ベッドの脇に置いてあるガウンを羽織って、窓から外を見下ろすと、フィリップ様が剣の素振りをしていた。
ブンブンと何度も何度も上から下に振り下ろす。同じ動きを繰り返したと思ったら、今度は斜めに振り下ろしたり、突きや、それを組み合わせた複雑な動きに切り替わっていく。
僕は昨日、あの剣を受けたのか。
父の剣は何度も見てきたけど、父の剣とは違う動きだった。
「敵情視察か?」
僕がフィリップ様を見ていたことはバレていたらしい。こちらを見上げると、僕に向けてそう話しかけてきた。
「違います」
僕は声を張り上げて、フィリップ様にそう返した。
敵だなんて思ってませんし。僕たちは敵ではなく夫夫ですよね?
違うと言った後に、朝の挨拶をしていなかったことを思い出して、僕はフィリップ様に「おはようございます」と言ったら、フィリップ様は一瞬驚いた顔をして、そして大きな口を開けて、はははっと笑った。
何で? ここでは挨拶はしないとか?
僕は今、とても困っている。嫁いだけど、何をすればいいのか分からないんだ。お茶会とか夜会とかは、そんなに毎日あるわけないし、王都にいるなら別だけど、ここは辺境だから訪ねてくる貴族もいないんだと思う。

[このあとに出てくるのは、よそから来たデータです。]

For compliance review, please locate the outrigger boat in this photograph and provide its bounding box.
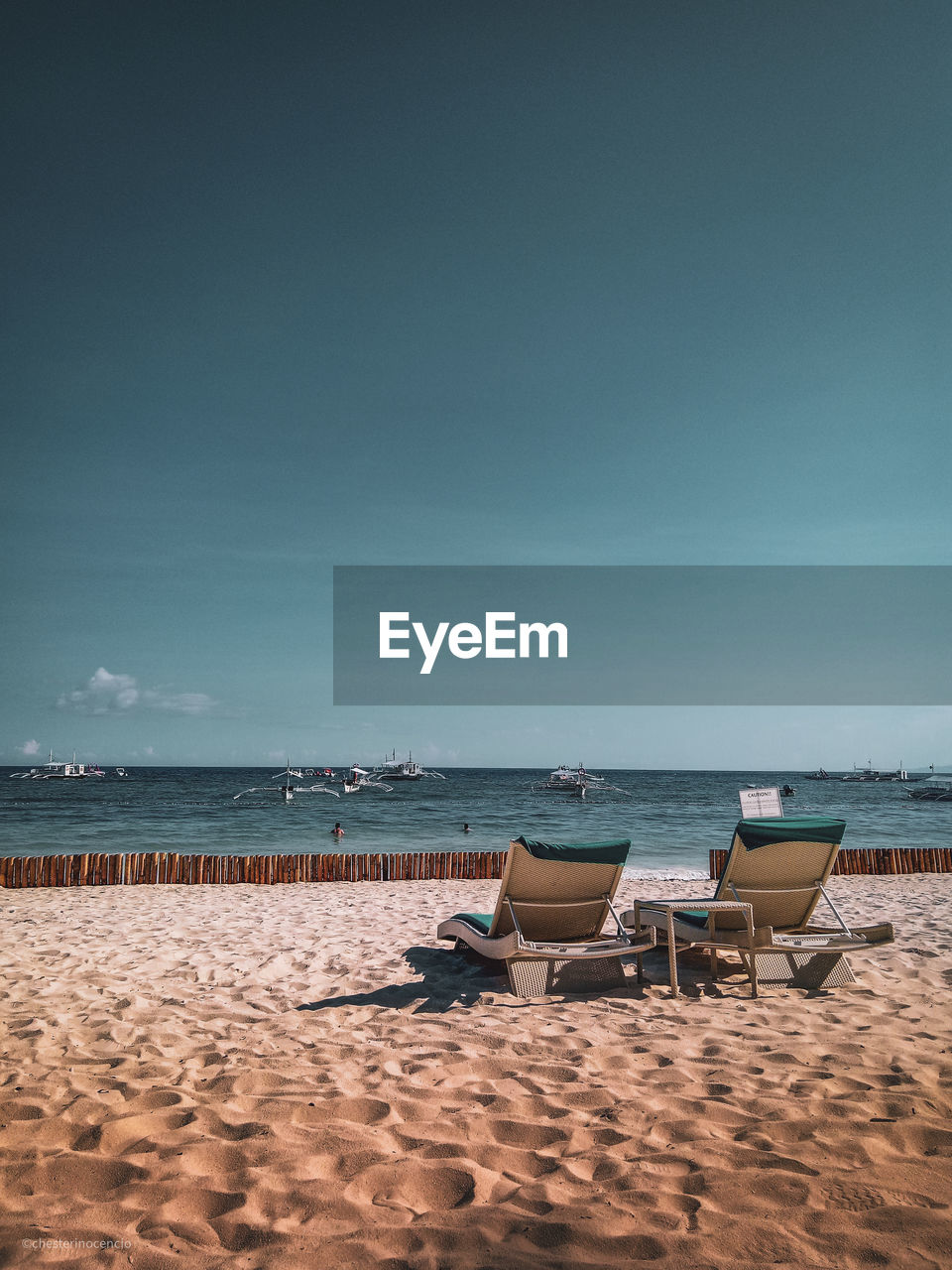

メイドも執事も、何をしろとは言わない。食事の時間になると呼びに来たり、湯浴みの支度をしてくれるだけで出て行ってしまう。
先日、フィリップ様に何をしたらいいのか聞こうと思って部屋を出たら、「貴様何をしている! 部屋に戻れ!」と言われて槍を向けられた。

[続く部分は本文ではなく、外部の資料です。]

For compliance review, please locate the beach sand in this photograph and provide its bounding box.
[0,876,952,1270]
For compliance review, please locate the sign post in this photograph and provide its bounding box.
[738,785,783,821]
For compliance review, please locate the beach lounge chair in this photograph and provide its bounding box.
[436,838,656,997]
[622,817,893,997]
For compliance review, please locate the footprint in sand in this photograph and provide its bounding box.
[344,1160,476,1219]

まさか屋敷の中で武器を向けられるなんて思ってなかったから、ここで僕は命の保証さえされていないのかと思うと、怖くて部屋から出られなくなった。
僕が持ってきた本は、植物の本と、画集、それと物語が数冊。窓から庭を眺めて、本を読んで、お昼寝をして、と毎日続けていたけど、もう本も何周か読んで飽きてしまった。
「テオ!」
ノックもせずバターンとドアが開いて、フィリップ様が入ってきた。いきなりのことに、僕は驚いてソファーから立ち上がったまま呆けていた。テオと呼ばれたのも意外だった。
「なぜ来ない?」
「え?」
「いつ来るのかと待っていたのに、お前は全然来ない。コソコソと変な仕掛けをせず、正々堂々と俺を殺しに来い」
なぜ殺しに? 僕は夫を殺すような男に見えますか?
「僕は、フィリップ様を殺しにきたのではなく、嫁いできたのです」
「それは建前だろ?」
「違います」
フィリップ様に建前だと言われて、分かってしまった。嫁ぐという名目なら、屋敷の中に容易く入れる。そして送り込まれた敵が僕だと思われているんだ。
それなら、僕みたいな人相が悪く、いかにもって感じじゃなく、もっと人畜無害みたいな、優しい顔の人を送り込むと思うよ。自分で言うとますます悲しくなるから言わないけど。
「とりあえず訓練場に行くぞ」
僕に選択肢はない。「はい」と返事をすると、僕はフィリップ様の隣に並んで訓練場に向かった。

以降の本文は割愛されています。